Bundeskanzler Friedrich Merz (CDU) hat sich erstmals klar dafür ausgesprochen, das für 2035 geplante Verbot von Neuwagen mit Verbrennungsmotoren in der Europäischen Union wieder aufzuheben. Beim „Schwarz Ecosystem Summit“ in Berlin warb Merz am Freitag vor Unternehmern für eine Rücknahme des Beschlusses.

Leitprinzip „Technologieoffenheit“

„Es ist grundsätzlich falsch, wenn der Staat einseitig Technologien vorgibt, die zu einem bestimmten Zeitpunkt erreicht werden müssen oder verboten werden sollen. Beides ist gleich falsch“, sagte Merz. Mit Blick auf das geplante Verbot in der Europäischen Union ab 2035 erklärte er, die Bundesregierung befinde sich „in einer sehr intensiven Diskussion“ darüber. Er selbst werbe „gegenüber der EU-Kommission dafür, dass wir dieses Verbrennerverbot aufheben“. Statt staatlicher Vorgaben solle die Industrie selbst entscheiden, „welcher technologische Weg zur CO₂-Neutralität führt“.

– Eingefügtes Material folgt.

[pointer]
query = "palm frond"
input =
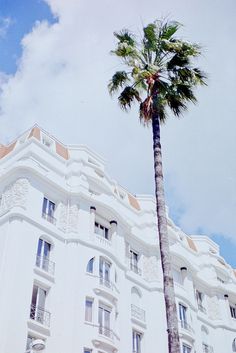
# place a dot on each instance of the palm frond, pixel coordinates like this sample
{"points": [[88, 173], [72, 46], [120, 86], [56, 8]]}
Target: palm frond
{"points": [[118, 80], [150, 39], [125, 36], [168, 29], [127, 97], [186, 93], [125, 51], [146, 109], [178, 60], [176, 103], [200, 76], [161, 66]]}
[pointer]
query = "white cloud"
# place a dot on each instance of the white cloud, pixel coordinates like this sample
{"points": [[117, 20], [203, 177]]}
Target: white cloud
{"points": [[5, 23], [61, 83]]}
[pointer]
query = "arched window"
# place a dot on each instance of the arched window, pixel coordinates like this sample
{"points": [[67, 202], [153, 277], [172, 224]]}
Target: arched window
{"points": [[90, 264], [234, 345], [204, 332], [43, 256], [136, 296]]}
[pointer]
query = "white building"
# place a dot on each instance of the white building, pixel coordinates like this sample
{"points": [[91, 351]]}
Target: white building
{"points": [[80, 264]]}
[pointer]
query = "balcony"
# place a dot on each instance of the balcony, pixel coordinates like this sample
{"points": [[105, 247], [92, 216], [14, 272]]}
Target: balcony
{"points": [[201, 308], [207, 349], [138, 313], [45, 264], [49, 218], [106, 331], [135, 269], [105, 339], [186, 326], [107, 289], [40, 315]]}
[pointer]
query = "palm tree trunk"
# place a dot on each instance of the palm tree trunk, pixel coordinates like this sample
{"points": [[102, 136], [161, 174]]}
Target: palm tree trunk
{"points": [[168, 284]]}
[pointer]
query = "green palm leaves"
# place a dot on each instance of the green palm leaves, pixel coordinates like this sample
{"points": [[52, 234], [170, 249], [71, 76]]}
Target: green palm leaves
{"points": [[159, 72]]}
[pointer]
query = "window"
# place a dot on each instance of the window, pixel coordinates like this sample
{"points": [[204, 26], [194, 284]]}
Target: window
{"points": [[37, 309], [234, 345], [101, 230], [137, 342], [104, 318], [90, 265], [86, 350], [186, 349], [48, 210], [29, 342], [177, 277], [219, 279], [183, 315], [47, 142], [233, 311], [200, 297], [43, 256], [104, 272], [89, 310], [134, 261]]}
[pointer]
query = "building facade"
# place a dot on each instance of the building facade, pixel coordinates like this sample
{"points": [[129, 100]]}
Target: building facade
{"points": [[80, 264]]}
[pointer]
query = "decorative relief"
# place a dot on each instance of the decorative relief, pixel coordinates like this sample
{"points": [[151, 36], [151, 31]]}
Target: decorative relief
{"points": [[150, 268], [68, 218], [213, 308], [15, 195]]}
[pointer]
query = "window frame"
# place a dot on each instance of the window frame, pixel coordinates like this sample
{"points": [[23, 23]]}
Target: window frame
{"points": [[89, 309]]}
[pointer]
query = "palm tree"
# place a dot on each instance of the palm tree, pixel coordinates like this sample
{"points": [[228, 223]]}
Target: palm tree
{"points": [[159, 74]]}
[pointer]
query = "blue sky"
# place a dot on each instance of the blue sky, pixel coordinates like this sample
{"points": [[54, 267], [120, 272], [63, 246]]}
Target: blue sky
{"points": [[200, 195], [22, 14]]}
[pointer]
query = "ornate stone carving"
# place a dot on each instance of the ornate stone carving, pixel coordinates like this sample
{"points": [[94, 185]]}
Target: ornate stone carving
{"points": [[150, 268], [15, 195], [213, 308]]}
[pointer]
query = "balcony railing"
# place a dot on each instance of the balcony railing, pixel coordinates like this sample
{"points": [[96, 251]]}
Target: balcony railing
{"points": [[49, 217], [40, 315], [135, 269], [106, 331], [138, 313], [45, 264], [185, 325], [105, 282], [201, 308], [206, 348]]}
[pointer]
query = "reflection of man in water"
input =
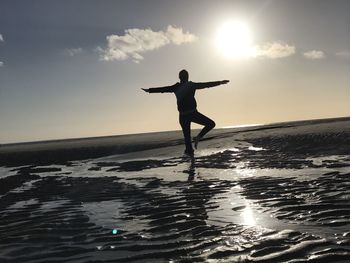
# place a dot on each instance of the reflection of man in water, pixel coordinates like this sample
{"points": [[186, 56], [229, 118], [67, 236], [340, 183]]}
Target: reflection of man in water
{"points": [[187, 106]]}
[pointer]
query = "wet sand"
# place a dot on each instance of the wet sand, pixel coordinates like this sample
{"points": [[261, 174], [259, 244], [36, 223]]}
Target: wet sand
{"points": [[273, 193]]}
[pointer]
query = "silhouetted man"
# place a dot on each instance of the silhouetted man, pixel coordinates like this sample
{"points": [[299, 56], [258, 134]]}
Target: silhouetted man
{"points": [[187, 106]]}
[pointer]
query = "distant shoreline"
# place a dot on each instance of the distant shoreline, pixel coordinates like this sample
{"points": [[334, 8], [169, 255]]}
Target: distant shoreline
{"points": [[301, 122]]}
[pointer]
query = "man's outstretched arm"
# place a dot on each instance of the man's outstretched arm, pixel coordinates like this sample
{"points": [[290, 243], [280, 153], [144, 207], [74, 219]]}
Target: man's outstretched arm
{"points": [[160, 89], [203, 85]]}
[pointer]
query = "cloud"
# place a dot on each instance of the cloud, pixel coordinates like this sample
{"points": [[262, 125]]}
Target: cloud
{"points": [[73, 51], [274, 50], [136, 41], [343, 54], [314, 54]]}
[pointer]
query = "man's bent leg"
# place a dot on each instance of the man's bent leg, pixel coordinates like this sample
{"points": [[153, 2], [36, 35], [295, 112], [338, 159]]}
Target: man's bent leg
{"points": [[202, 120], [185, 123]]}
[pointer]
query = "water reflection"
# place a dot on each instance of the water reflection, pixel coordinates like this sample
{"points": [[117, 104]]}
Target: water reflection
{"points": [[248, 216]]}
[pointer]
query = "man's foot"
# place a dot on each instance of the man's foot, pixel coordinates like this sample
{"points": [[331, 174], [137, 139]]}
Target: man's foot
{"points": [[195, 141]]}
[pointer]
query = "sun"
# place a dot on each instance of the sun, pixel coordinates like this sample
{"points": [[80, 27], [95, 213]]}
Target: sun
{"points": [[234, 40]]}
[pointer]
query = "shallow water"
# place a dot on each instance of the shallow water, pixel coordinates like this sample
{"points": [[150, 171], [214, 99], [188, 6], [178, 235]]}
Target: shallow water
{"points": [[243, 203]]}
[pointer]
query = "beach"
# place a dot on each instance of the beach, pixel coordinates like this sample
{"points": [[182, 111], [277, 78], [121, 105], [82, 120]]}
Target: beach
{"points": [[268, 193]]}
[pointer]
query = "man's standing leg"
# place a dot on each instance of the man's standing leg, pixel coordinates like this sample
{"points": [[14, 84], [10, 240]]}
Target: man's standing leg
{"points": [[208, 124], [185, 122]]}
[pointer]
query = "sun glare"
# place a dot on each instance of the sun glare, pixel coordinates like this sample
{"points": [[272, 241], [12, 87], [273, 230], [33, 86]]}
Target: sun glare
{"points": [[234, 40]]}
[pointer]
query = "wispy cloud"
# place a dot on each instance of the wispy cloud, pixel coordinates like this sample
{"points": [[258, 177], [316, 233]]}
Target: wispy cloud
{"points": [[73, 51], [314, 54], [274, 50], [343, 54], [136, 41]]}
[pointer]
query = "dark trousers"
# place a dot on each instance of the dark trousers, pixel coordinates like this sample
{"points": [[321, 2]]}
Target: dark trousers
{"points": [[196, 117]]}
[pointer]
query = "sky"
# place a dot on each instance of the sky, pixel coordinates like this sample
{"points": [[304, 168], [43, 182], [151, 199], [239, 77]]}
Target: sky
{"points": [[71, 69]]}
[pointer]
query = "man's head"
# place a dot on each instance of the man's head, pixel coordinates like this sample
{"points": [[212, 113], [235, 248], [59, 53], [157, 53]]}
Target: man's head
{"points": [[183, 75]]}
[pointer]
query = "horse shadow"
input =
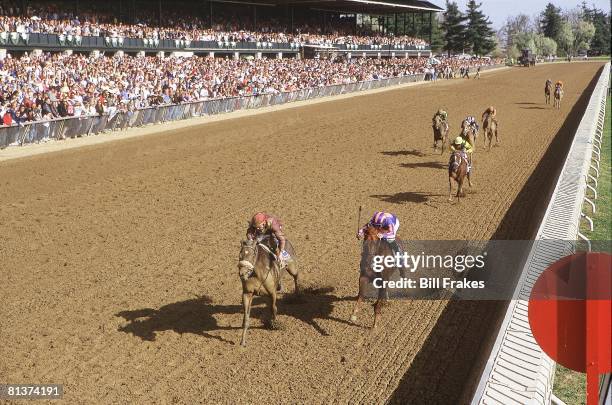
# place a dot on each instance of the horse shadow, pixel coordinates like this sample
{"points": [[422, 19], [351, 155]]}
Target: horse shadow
{"points": [[406, 197], [411, 152], [426, 165], [313, 304], [197, 315]]}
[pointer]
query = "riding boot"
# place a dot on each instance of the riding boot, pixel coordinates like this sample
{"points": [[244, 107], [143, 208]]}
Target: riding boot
{"points": [[395, 247]]}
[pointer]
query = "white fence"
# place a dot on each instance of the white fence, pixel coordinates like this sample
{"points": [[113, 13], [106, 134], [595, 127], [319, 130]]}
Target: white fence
{"points": [[518, 371]]}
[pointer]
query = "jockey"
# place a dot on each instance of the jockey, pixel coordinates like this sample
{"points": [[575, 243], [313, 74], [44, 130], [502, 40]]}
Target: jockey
{"points": [[442, 114], [388, 224], [489, 111], [471, 120], [462, 145], [262, 225]]}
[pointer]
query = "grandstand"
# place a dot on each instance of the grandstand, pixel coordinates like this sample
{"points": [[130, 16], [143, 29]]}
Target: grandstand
{"points": [[276, 28]]}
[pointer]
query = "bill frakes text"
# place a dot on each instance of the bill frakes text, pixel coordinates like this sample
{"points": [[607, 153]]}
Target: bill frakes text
{"points": [[427, 283], [458, 263]]}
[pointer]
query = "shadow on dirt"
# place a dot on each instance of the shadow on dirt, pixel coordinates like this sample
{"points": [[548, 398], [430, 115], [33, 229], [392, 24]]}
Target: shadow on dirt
{"points": [[447, 368], [406, 197], [197, 316], [412, 152], [426, 165]]}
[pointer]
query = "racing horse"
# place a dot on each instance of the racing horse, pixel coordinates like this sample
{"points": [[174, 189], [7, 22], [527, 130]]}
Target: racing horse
{"points": [[260, 273], [548, 91], [558, 96], [373, 246], [489, 126], [457, 171], [469, 133], [440, 129]]}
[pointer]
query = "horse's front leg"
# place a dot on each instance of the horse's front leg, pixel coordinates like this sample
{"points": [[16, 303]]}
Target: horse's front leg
{"points": [[360, 293], [247, 299]]}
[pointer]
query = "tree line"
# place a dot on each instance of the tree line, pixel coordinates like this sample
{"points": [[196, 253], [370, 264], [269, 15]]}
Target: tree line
{"points": [[552, 32]]}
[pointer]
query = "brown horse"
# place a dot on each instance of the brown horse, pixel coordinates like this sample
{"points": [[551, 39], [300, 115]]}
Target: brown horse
{"points": [[490, 127], [548, 91], [440, 129], [558, 97], [373, 246], [469, 134], [457, 171], [260, 273]]}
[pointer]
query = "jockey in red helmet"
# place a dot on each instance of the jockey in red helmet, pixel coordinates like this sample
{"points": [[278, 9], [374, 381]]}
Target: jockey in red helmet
{"points": [[263, 224]]}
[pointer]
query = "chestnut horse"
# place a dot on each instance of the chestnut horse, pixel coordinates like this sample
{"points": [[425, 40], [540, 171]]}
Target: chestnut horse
{"points": [[558, 96], [548, 91], [457, 170], [489, 126], [260, 273], [469, 134], [440, 129], [373, 246]]}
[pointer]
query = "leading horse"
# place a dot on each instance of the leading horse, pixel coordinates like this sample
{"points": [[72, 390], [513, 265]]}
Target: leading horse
{"points": [[260, 273], [373, 246], [440, 129], [548, 91], [457, 171]]}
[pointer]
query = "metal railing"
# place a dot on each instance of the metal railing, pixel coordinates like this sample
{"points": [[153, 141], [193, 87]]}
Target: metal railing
{"points": [[517, 370], [71, 127]]}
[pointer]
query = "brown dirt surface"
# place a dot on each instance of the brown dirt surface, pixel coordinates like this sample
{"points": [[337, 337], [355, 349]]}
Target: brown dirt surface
{"points": [[119, 275]]}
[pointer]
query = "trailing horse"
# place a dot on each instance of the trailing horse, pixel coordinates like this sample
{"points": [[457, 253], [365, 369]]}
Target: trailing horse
{"points": [[489, 126], [440, 129], [558, 97], [373, 246], [548, 91], [260, 273], [457, 171], [469, 134]]}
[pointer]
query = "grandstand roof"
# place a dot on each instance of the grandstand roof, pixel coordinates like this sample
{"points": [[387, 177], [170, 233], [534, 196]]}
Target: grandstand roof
{"points": [[351, 6]]}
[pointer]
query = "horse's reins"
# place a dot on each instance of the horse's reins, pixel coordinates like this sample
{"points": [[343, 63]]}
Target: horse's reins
{"points": [[251, 266]]}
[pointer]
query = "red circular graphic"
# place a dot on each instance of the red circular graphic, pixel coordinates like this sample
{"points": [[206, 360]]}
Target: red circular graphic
{"points": [[570, 313]]}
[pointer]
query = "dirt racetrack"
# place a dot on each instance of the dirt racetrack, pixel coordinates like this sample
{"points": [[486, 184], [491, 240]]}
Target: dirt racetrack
{"points": [[118, 262]]}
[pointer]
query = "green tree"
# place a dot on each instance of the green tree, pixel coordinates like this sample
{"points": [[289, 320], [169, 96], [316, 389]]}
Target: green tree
{"points": [[565, 38], [546, 46], [454, 30], [437, 37], [550, 21], [479, 36], [600, 43]]}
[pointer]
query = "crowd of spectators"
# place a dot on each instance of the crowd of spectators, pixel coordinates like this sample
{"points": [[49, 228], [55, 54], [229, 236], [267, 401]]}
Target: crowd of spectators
{"points": [[55, 20], [47, 86]]}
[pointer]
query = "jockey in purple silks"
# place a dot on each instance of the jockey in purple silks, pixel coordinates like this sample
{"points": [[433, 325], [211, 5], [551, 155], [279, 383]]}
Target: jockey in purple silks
{"points": [[388, 224]]}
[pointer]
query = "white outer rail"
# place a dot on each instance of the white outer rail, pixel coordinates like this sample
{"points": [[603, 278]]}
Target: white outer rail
{"points": [[517, 370]]}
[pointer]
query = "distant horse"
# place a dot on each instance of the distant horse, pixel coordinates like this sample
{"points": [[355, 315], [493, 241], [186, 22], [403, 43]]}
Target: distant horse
{"points": [[489, 126], [548, 91], [469, 133], [373, 246], [260, 273], [558, 97], [457, 171], [440, 129]]}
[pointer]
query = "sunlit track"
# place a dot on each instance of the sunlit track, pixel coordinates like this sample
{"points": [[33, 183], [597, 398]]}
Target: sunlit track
{"points": [[92, 235]]}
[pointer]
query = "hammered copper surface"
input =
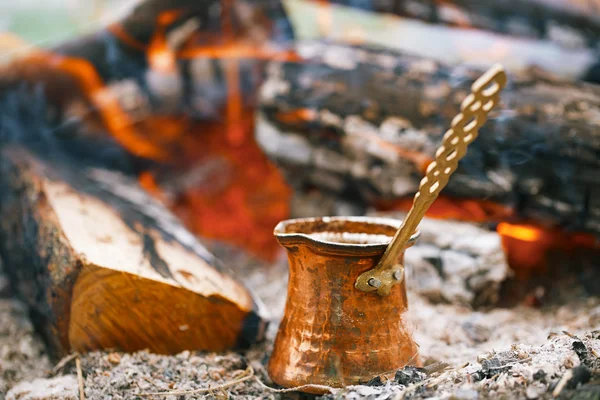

Merz sprach sich dafür aus, verschiedene Antriebstechnologien zuzulassen – etwa „Range Extender“, „hybride Antriebe“ und „synthetische Kraftstoffe“. Damit könne auch der bestehende Fahrzeugbestand klimafreundlicher werden. „In Deutschland gibt es ungefähr 40 Millionen Fahrzeuge, in Europa ungefähr 250 Millionen und in der Welt 1,5 Milliarden Fahrzeuge, die mit dem Verbrennermotor unterwegs sind“, sagte Merz. Diese Autos würden „am 1. Januar 2035 immer noch auf den Straßen“ sein. „Was machen wir mit den Fahrzeugen eigentlich?“, fragte er. Als Leitprinzip nannte Merz die „Technologieoffenheit“: „Wir wollen Ziele vorgeben in der Politik, aber wir wollen nicht den Weg beschreiben, wie man solche Ziele erreicht.“

„Klartext“ mit Kommissionspräsidentin von der Leyen reden

So deutlich hatte sich der Kanzler bislang nicht zu diesem Thema geäußert. Das geplante Verbrenner-Aus war 2022 von der EU beschlossen worden. Es sieht vor, dass ab 2035 keine neuen Pkw mit Benzin- oder Dieselmotor mehr zugelassen werden dürfen. Ziel der Regelung ist es, die CO₂-Emissionen im Verkehrssektor deutlich zu reduzieren und den Umstieg auf klimafreundliche Antriebe zu beschleunigen.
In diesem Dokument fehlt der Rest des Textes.